During these months of sleep depravity I have had struggles as a pastor’s wife.
There are expectations for a pastor’s wife to be warm and friendly to all, always. People like to count on the pastor’s wife to take care of things, to a high quality of standard.  They expect the pastor’s wife to be cheery and have things in life going well.  As my mom would, have everything be “just peachy-keen”.  

To these expectations, I have failed these 7 months.  I know that this is to be very true. Let’s say I have reliable sources.  These last 7 months I have done a less than satisfactory job by some expectations as a pastor’s wife. I honestly hate letting people down or acting in a way that they perceive that I am ‘upset’ with them. The truth is that I am just tired, and doing the best that I can. I am glad to say that I know that there is grace and forgiveness for me with Christ. 

 But I have not failed at what you might expect from a mother with a young one at home.  I have been exhausted, with some days afraid I might fall asleep while driving to the grocery store or church, (these seem to be the only places I went to for months) only a few short miles away.  I have not been able to keep up with all the cleaning and organizing that I would love to be able to get done as a full-time stay at home parent.  I have not been great about being a friend that checks up on the people in my life have had some challenging situations. (Thankfully, some of my dear friends have given me the benefit of the doubt and know I still do care.
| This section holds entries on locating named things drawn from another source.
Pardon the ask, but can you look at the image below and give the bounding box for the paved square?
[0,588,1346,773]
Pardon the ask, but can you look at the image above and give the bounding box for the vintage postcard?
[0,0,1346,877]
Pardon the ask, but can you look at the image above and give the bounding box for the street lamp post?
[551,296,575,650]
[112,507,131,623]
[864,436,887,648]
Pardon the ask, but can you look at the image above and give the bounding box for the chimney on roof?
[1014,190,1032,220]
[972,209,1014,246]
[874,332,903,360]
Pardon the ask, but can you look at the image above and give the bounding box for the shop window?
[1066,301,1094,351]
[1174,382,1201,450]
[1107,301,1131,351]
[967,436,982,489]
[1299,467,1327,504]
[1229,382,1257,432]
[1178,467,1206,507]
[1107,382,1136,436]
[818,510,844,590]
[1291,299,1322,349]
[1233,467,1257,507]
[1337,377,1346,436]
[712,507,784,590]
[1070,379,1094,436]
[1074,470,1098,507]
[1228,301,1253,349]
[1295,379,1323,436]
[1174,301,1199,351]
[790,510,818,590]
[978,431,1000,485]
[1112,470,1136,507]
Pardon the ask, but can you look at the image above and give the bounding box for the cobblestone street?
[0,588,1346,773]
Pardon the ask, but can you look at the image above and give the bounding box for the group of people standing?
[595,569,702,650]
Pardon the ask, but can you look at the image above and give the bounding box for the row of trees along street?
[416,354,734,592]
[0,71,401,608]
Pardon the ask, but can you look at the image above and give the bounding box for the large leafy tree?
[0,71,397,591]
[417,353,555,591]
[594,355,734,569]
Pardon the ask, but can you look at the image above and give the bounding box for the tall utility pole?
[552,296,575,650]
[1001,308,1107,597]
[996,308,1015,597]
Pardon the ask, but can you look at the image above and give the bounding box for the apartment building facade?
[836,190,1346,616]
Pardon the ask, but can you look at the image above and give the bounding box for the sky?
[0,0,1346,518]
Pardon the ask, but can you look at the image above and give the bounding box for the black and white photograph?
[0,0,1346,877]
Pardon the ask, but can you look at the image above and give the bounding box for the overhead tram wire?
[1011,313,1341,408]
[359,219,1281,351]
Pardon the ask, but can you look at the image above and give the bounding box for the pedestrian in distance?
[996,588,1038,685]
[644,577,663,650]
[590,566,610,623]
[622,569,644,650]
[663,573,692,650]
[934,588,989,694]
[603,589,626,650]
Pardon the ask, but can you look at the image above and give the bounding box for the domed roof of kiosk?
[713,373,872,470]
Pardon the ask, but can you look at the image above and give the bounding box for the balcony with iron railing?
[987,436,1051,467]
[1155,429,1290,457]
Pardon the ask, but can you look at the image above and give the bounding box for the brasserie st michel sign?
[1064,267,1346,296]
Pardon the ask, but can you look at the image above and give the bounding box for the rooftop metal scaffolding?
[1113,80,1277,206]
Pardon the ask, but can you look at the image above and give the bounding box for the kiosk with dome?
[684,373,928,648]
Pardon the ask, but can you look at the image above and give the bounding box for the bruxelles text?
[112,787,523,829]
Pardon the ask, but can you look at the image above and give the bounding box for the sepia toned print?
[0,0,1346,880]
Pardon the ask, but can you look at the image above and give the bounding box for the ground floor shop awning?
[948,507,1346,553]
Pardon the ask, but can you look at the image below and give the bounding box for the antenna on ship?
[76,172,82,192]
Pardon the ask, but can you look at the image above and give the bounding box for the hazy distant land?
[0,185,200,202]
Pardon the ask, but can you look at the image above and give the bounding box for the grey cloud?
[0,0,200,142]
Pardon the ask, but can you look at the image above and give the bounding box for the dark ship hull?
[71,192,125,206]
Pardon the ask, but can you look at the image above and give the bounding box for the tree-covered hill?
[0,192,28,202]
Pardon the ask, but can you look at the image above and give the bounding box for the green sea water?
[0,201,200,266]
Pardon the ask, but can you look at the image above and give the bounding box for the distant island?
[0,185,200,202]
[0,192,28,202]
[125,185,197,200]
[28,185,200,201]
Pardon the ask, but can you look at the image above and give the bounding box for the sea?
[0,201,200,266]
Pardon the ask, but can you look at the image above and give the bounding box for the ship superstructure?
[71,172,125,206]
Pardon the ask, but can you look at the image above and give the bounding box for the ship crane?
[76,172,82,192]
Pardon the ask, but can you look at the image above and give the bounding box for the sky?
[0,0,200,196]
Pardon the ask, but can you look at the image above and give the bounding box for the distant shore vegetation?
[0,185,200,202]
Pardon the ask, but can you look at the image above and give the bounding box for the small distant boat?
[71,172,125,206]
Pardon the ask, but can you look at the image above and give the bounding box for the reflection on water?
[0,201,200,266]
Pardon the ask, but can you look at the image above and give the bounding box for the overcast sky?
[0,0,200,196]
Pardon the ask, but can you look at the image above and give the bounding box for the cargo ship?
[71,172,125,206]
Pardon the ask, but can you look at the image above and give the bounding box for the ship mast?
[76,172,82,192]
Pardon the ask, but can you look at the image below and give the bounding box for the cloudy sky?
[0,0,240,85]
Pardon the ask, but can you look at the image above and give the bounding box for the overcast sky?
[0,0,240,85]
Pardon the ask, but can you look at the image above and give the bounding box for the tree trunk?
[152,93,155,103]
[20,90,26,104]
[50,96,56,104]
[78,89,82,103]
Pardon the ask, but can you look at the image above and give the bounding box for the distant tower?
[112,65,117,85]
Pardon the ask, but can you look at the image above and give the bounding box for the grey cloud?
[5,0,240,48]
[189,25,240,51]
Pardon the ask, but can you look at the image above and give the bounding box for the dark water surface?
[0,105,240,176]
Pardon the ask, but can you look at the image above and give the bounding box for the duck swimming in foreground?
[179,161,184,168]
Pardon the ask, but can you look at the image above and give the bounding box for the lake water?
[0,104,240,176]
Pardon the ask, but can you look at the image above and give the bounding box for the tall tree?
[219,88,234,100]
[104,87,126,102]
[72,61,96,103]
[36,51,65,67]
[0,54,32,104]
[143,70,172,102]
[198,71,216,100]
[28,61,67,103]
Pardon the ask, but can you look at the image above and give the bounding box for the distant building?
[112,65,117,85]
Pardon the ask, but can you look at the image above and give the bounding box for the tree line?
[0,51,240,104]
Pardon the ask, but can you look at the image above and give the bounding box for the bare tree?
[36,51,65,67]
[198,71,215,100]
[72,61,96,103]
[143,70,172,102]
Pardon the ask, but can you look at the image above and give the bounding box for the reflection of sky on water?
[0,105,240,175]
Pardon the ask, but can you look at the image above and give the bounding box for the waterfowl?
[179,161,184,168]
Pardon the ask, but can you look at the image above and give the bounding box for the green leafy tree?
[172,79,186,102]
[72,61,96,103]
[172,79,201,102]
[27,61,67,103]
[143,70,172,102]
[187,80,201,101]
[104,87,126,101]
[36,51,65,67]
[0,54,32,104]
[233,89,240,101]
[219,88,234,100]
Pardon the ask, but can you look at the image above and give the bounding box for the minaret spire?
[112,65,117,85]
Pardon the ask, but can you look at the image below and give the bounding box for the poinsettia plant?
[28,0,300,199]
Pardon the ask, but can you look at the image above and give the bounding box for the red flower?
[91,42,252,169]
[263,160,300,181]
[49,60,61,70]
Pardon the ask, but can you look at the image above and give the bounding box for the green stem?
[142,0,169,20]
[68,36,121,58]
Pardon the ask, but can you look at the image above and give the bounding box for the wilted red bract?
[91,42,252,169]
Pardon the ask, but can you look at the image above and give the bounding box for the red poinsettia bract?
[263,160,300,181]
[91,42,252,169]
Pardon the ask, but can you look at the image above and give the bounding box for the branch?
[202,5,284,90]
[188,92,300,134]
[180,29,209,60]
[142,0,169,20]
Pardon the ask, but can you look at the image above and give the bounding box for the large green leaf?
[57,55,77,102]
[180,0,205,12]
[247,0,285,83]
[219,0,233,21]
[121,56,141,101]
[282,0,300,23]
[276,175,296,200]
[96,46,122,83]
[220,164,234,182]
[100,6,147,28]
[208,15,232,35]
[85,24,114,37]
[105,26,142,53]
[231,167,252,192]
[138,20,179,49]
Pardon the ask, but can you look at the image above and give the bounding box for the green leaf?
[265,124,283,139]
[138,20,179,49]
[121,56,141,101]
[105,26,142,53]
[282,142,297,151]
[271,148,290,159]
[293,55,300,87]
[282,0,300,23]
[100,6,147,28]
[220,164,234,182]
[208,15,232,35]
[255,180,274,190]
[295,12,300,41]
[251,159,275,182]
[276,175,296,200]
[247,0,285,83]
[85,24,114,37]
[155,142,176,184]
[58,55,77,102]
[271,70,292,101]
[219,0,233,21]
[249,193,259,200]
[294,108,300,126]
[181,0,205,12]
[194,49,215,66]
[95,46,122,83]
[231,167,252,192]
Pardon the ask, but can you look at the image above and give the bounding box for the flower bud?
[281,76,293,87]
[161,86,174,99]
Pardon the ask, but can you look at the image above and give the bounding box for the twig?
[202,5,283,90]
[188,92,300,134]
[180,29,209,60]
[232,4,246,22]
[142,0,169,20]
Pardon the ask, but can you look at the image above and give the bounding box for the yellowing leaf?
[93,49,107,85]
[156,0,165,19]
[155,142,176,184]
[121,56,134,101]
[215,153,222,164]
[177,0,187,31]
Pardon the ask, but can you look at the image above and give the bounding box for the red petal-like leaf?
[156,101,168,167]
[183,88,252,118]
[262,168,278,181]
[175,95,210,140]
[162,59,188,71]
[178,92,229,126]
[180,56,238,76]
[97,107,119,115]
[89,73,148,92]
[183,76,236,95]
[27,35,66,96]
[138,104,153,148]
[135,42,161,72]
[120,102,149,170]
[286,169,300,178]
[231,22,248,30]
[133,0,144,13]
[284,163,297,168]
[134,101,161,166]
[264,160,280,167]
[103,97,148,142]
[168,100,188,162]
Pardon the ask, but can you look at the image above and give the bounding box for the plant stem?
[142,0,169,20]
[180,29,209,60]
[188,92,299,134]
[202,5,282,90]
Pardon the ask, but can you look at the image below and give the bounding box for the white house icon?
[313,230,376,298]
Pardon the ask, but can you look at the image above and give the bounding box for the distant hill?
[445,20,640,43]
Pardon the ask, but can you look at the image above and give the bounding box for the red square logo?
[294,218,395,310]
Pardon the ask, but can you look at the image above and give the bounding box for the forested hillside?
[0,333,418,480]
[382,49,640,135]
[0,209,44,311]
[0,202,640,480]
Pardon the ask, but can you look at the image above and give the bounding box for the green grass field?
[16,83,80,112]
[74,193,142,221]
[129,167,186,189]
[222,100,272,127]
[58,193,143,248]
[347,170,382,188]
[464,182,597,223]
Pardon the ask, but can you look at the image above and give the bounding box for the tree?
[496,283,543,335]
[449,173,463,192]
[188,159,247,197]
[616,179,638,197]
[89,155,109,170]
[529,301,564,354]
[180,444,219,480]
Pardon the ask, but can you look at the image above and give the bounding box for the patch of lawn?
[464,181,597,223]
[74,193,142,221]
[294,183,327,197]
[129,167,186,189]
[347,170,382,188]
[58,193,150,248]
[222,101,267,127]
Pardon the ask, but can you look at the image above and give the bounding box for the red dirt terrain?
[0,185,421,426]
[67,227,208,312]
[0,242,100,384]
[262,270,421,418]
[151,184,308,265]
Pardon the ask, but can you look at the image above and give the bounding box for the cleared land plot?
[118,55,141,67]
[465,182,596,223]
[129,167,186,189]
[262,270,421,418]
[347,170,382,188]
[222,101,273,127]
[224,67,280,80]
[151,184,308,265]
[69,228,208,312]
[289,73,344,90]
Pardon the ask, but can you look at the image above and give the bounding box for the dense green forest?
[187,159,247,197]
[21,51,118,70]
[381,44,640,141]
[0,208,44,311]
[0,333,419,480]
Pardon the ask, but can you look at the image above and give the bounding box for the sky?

They have learned I might text them back at 3am.)

As the wife, I spoke with my husband recently about we are doing as a couple. You know the conversation that couples have from time to time about how things are going, asking only when you are prepared for the worse but praying for the best case response. To be honest, I may not always ask for this in a very direct way. I usually ask a more general question hoping he will know what I mean. We have been married for twelve years, and he has not been very good at reading my mind just yet. (A girl can hope, right? Might be an unrealistic expectation though…) So the conversation went sort of like this:

Me: Are you happy?
Him: I am stressed about this work thing and concerned about that other thing.
Me: Oh, yes. I remember you saying those things before. I meant more are you happy with us?
Him: Yes, I am.

The words may not be exactly what were said, but you get the idea. That is what matters to me, that my husband is still glad to have me as his wife. He knows very well my imperfections, and he still loves me.   I do not meet all the expectations people have of their ‘pastor’s wife’, or other expectations they may have on me regardless what role they view me as and that is the way life just goes.  I am back in the time of life where there a little one that needs me often, while the rest of our sweet family still needs me for what I have been doing to support them.  Being a wife and mom are vocations that take a higher seat than pastor’s wife.

This is not about excuses; it is about having realistic expectations. And the expectations are the most unrealistic from myself. I am going to work on that.